The distinguished panel featured H.E Dr Amani Abou-Zeid, AUC Commissioner for Infrastructure and Energy, and Christopher Kost, Africa Programme Director at the Institute for Transportation and Development Policy (ITDP), and was moderated by Lucie Anderton, UIC Head of Sustainable Development. The panel discussion also featured high-level speakers from the European Commission, with Hon. Jean Pierre Elong Mbassi, Secretary General of United Cities and Local Governments of Africa (UCLG Africa), and Abdou Ndéné Sall, Director General of Senegalese State Asset Management of Regional Express Trains (SEN-TER), also joining the session.
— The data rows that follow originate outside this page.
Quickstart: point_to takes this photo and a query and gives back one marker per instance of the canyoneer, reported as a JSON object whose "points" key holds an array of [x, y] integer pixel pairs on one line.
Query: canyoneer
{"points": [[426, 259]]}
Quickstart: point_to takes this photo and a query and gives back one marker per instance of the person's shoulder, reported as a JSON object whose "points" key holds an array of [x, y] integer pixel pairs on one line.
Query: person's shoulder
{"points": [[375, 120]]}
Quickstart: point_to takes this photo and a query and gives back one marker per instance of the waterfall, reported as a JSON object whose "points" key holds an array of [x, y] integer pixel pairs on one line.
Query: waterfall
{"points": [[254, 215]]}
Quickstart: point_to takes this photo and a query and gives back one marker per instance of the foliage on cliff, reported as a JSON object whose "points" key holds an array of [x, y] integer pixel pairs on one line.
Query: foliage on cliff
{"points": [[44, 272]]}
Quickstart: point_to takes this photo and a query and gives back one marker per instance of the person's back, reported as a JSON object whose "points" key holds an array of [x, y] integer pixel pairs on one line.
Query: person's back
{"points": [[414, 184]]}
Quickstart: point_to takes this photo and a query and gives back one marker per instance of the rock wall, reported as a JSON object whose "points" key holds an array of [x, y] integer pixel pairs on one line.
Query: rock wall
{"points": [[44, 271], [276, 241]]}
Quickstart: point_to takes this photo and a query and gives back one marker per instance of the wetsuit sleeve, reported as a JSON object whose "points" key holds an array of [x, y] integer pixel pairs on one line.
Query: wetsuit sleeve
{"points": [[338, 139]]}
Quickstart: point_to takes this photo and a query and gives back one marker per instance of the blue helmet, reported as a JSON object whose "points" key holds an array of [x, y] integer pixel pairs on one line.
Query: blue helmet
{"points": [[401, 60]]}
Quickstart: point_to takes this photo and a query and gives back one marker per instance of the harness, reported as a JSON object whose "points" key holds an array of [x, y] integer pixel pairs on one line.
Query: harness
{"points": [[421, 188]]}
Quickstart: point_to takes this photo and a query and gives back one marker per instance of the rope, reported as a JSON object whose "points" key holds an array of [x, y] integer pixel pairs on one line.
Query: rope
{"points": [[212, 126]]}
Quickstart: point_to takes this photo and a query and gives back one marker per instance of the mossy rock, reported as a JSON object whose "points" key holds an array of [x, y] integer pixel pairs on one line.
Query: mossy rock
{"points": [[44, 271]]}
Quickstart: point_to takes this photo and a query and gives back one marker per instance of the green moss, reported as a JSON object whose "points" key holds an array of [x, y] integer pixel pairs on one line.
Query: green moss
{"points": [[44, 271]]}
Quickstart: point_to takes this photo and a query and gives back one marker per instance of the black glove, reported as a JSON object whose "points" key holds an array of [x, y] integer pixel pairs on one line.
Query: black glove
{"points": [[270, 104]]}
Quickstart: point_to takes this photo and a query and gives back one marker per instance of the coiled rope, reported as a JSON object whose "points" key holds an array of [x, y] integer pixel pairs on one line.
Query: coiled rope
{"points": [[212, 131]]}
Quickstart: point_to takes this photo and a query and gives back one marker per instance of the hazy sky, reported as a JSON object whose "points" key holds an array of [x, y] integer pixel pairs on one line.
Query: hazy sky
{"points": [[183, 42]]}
In her opening speech, the Commissioner underscored the urgency with which policy makers and transport stakeholders should prioritise actions that advance railway and urban transport projects in Africa. She outlined three crucial phases: planning, construction, and operation.

  • Planning phase
    Emphasising the need to maximise low-carbon mobility, Dr Abou Zeid called for the integration of railways into urban land-use plans and designs, thereby reducing reliance on fossil fuel-dependent transport.
  • Construction phase
    Dr Abou Zeid urged for the use of local and low-carbon construction materials to be maximised, advocating for railway lines that minimise the need for complex structures like bridges and viaducts.
  • Operation phase
    The Commissioner called for the liberalisation of the rail market to avoid bottlenecks, and proposed setting performance standards for emissions per passenger-kilometre and freight tonne-kilometre.

The event clearly highlighted the social, economic, and environmental benefits of transitioning to rail in Africa. This modal shift aims to decouple economic growth from transport emissions, but the continent faces a substantial infrastructure and finance gap. According to Dr Abou-Zeid, “This side event provided an opportunity to reflect on this [the abovementioned issues] and outline the interdependence of gender equity, climate change and transport. Integrating both gender and transport decarbonisation goals are likely to yield quick and effective results, as opposed to addressing them separately.

Notable findings from the session included:

  • 23 out of 53 African Nationally Determined Contributions (NDCs) acknowledge rail as a climate solution.
  • Eight African countries, including Burkina Faso, the Republic of Congo, Djibouti, Egypt, Mauritania, Sierra Leone, and South Sudan, identified a clear need to finance for rail development.
  • To attract climate finance, measures to de-risk and make borrowing affordable for Africa are imperative.
  • As demonstrated by Senegal with transformational projects such as SEN-TER and Bus Rapid Transit (BRT), a clear political vision plays a crucial role in building confidence and attracting finance.
  • Successful projects require a multimodal and network connectivity approach.
  • The empowerment of women is essential for their meaningful participation in the transformation of mobility.
  • Strengthening international cooperation and partnerships is critical to remaining focused on policy action.

The event concluded with the importance of a concerted effort to bridge the infrastructure gap and secure funding being emphasised. However, there was also exciting news on rail development in Africa. The African Development Bank, recognising the pivotal role of rail in sustainable development, recently approved an impressive $696.41 million in financing for Burundi and Tanzania. This sizeable investment is earmarked for the construction of 650 kilometres of rail infrastructure in the region. The move not only underscores the commitment of key stakeholders, but also sets the stage for transformative rail projects that will undoubtedly contribute to a sustainable and climate-friendly transport future for the region.